The wine that started it all, Sauvignon Blanc, is where we started, paired with a “Mod Oz” inspired dinner, it was most enjoyable. More mature, fuller and refined than I remember the wines of the early 2000s to be. Those were firecracker bright with exploding flavors the world had not seen before. This 2014 vintage bottle had much excitement but a deeper beauty that to my mind always comes with maturity.
We tasted a sip of the well-crafted unoaked Chardonnay and the flavorsome Pinot Gris, but the Sauvignon Blanc was the perfect match for our smoked Arctic Char, and the farm fresh steamed asparagus and roasted baby potatoes.

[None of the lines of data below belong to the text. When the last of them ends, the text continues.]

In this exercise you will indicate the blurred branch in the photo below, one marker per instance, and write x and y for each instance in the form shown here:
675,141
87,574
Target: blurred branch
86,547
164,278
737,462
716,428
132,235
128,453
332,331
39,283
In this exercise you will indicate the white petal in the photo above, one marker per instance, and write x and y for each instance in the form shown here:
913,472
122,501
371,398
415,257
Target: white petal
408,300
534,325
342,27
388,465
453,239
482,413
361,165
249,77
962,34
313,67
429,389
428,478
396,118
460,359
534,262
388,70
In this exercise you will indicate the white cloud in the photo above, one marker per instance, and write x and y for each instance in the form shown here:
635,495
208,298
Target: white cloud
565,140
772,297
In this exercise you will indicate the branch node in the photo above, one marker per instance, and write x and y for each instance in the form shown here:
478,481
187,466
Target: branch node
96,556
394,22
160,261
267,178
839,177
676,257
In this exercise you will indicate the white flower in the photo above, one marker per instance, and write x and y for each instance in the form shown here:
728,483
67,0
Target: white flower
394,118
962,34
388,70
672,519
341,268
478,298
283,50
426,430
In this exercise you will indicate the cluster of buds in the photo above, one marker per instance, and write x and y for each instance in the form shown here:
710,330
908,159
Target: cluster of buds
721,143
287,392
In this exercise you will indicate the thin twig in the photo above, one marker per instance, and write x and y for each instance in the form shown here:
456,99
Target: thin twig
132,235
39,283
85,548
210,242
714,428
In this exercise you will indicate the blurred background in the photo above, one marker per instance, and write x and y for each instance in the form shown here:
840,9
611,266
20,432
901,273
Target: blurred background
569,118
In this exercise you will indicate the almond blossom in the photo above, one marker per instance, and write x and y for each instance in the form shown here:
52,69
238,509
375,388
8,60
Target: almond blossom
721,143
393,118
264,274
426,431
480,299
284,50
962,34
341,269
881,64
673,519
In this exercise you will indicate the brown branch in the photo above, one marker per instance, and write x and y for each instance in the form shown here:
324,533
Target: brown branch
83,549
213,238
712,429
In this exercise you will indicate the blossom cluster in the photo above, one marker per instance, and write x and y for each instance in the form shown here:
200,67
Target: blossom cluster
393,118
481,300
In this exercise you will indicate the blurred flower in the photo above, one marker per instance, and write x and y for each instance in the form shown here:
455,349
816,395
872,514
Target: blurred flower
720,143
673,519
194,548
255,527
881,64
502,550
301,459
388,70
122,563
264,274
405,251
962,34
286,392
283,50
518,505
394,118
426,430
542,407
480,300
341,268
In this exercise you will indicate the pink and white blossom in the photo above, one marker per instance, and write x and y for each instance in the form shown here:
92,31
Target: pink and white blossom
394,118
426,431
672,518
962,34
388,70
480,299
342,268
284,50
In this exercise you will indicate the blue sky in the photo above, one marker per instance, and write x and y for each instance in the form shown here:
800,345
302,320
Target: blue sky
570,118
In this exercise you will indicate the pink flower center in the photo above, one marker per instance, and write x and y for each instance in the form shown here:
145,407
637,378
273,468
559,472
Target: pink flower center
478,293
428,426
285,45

We accompanied the food with a vivid dill sour cream sauce and one made with peppery harrisa. As potent as these flavors where the wine resonated and persisted with layers of perfect flavors.
A couple of weeks earlier I found Anthony Walkenhorst’s Chardonnay on the menu while on vacation at the Carmel Valley Ranch Resort and enjoyed a glass by the pool. I told you Crawford wines are ubiquitous. it was impressive but muted by the plastic glass required for poolside sipping. It was not until we poured a bottle into good Riedel glasses and served it, two days old, with a homemade turkey soup brought by friends to another dinner that this wine really shined. At first on first taste the fruit was too colorful for me, but with air it settled into a beautifully balanced glass that we loved.
The Pinot Gris was an instant favorite too. Called Pinot Grigio in Italy, Pinot Gris in France, and by either name elsewhere around the world, depending on the style and marketing design, this grape that put Italian wine back on the map with Santa Margarita has been much exploited, a victim of its own success. It is a pleasure to enjoy the conscientious work of a wine maker that allows this grape to be all it can be.
I hear that Kim and his wife Erica are on to other projects, but what you might call a dynasty that they began in there Auckland Kitchen two decades ago lives on with glory and we are so happy it has.